Traté de liberarme como pude, pero él era más fuerte que yo. Ni de chiste se iba a quitar de encima. El llanto me volvió incapaz de recobrar la razón. Mis problemas mentales estuvieron al borde de consumirme, como ocurrió con él.

—No estás bien —Ya no gritaba, pero seguía alzando la voz para que lo escuchara con claridad. Tenía que meterse a mi cabeza para que eso me quedara claro.

—Por eso debo saltar.

Matthew lució muy desilusionado una vez que me oyó decirle aquello.

Un día antes nos abrazamos en ese mismo lugar porque estábamos felices de haber consumado nuestro amor. Pero en ese momento nos abrazamos para salvar mi vida. Me sujeté a su cuerpo como pude, él era mi único soporte y no lo quería perder.

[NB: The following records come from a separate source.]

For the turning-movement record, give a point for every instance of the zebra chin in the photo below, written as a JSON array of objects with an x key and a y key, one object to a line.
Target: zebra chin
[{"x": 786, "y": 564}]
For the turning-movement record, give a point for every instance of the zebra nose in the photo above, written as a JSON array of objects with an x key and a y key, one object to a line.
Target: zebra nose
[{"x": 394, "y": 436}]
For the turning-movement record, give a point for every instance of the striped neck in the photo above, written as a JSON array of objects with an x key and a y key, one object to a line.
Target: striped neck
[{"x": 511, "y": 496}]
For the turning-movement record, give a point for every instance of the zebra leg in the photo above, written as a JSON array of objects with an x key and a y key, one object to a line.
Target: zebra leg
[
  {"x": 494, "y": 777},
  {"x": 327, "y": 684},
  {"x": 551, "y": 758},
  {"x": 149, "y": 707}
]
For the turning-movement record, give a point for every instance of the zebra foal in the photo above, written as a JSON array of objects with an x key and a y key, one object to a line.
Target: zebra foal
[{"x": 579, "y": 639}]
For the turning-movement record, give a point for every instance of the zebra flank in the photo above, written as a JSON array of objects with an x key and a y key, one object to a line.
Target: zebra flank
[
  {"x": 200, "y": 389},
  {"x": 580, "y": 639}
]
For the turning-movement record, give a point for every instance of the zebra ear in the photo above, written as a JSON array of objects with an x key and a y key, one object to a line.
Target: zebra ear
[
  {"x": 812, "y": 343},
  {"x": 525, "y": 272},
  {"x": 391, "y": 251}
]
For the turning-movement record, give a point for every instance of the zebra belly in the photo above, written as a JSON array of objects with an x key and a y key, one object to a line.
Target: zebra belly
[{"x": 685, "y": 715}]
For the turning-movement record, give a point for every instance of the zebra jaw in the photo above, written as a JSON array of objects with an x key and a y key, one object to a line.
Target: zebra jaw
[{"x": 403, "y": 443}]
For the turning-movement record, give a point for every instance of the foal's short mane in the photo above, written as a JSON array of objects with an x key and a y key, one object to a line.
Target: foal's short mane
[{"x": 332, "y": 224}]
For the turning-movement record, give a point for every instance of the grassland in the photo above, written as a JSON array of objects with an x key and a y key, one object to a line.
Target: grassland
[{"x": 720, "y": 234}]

Se quedó a mi lado todo ese rato, nunca me soltó. Esperó con paciencia a que yo tomara la decisión de separarnos. Hasta entonces, me acarició el cabello, rozó su barbilla con mi cabeza, secó mis lágrimas con su hombro. Soportó mis temblores, mis abruptos jaloneos y apretones. Le transmití mi enorme arrepentimiento a través de la fuerza que empleaba para no alejarlo de mí.

No dijo nada, ni siquiera palabras de consolación. Pensó y pensó durante todo el rato que me hallé con la mente en negro.

—Lo siento, Carven —susurró con mucha pena y dolor—, pero tenemos que volver a casa.